Upon learning he tested positive at "three times higher than any number in the history of drug testing" last Oct. 19, he said he told the players association: "I promise you on anything that's ever meant anything to me in my life, the morals, the virtues, the values by which I've lived in my 28 years on this planet, I did not do this. I told them I would be an open book. I opened up my life to them. I told them I'd be willing and happy to take any test to prove to them I did not do this."

He was vigorous in mounting his first public defense.

"When we're in Milwaukee, we weigh in once or twice a week," he said. "Our times are recorded every time we run down the line, first to third, first to home. I literally didn't get one-tenth of a second faster. My workouts have been virtually the exact same for six years. I didn't get one percent stronger, I didn't work out more often, I didn't have any additional power or any additional arm strength.

"All of those things are documented ... if anything had changed, I wouldn't be able to go back and pretend like they didn't change. ...

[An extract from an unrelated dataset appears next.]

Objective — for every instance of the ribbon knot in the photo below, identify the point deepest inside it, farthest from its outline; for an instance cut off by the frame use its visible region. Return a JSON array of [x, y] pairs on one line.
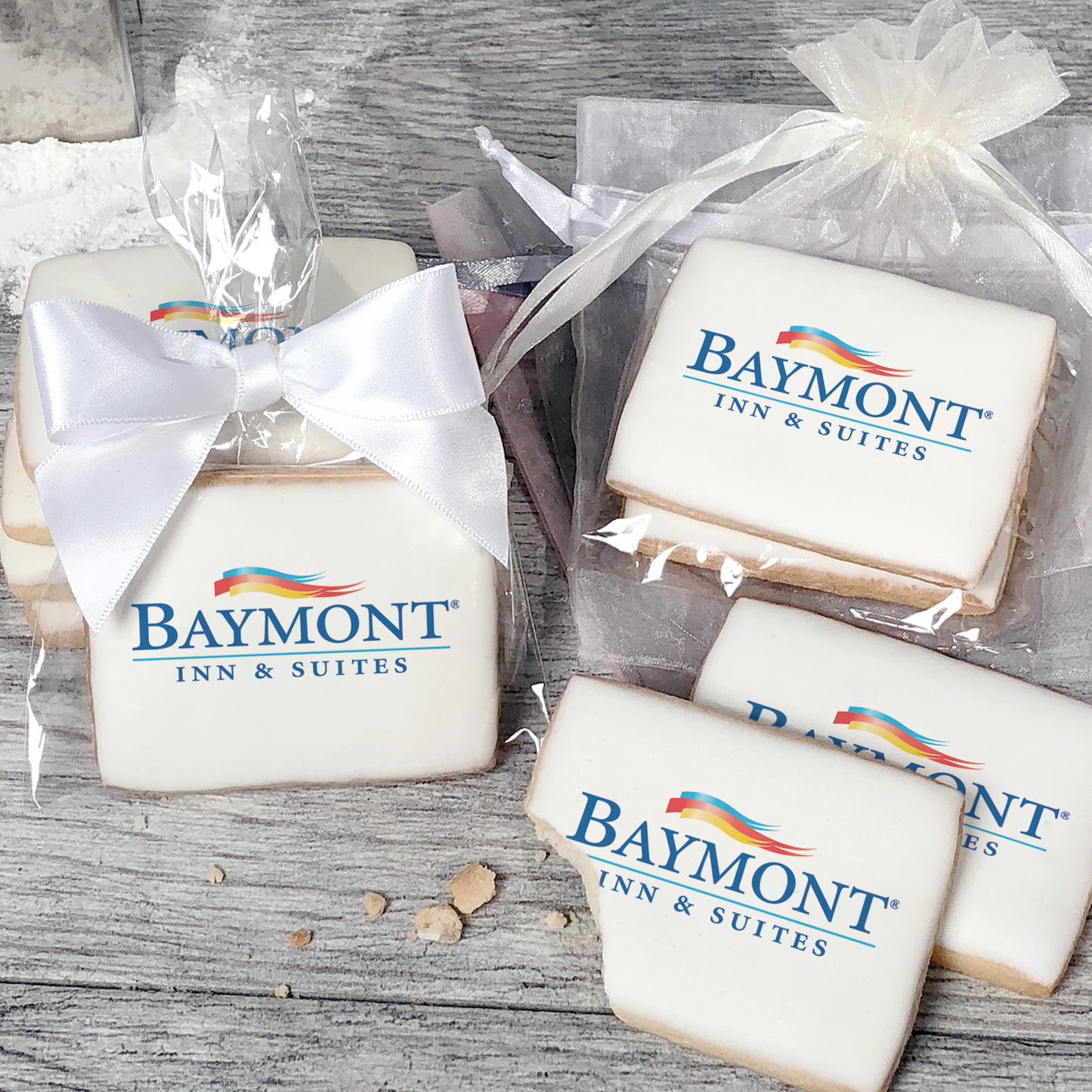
[[135, 409], [260, 382]]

"I explained that I'm 27 years old, I'm just entering my prime, I have a contract guaranteed for the next nine years. I've been tested over 25 times in my career, at least three times this season prior to this test, and an additional time when I signed my contract including an extensive physical, a blood test, everything you can imagine. ... The [players association] said, 'That's great, we believe you, the other side believes you, none of this makes any sense to anybody.'"

Still doesn't.

From Braun's perspective, it's like the missing gaps in the Watergate tapes: There was a period of 44 to 48 hours between when his specimen was obtained after Game 1 of the NL Division Series with Arizona last Oct. 1 until the administrator delivered in to FedEx so it could be shipped to the laboratory in Montreal.

From baseball's side, they say that's nothing out of the ordinary and it is within the guidelines. But you can bet it will not happen again. Look for MLB to tighten this part of the testing up significantly.

The shame of it is that it got to this point at all. In doing the right thing -- drug-testing -- baseball winds up with a result nobody is happy with.

We have to believe Braun, because we must believe in due process. But he comes out on the other side badly stained and frayed.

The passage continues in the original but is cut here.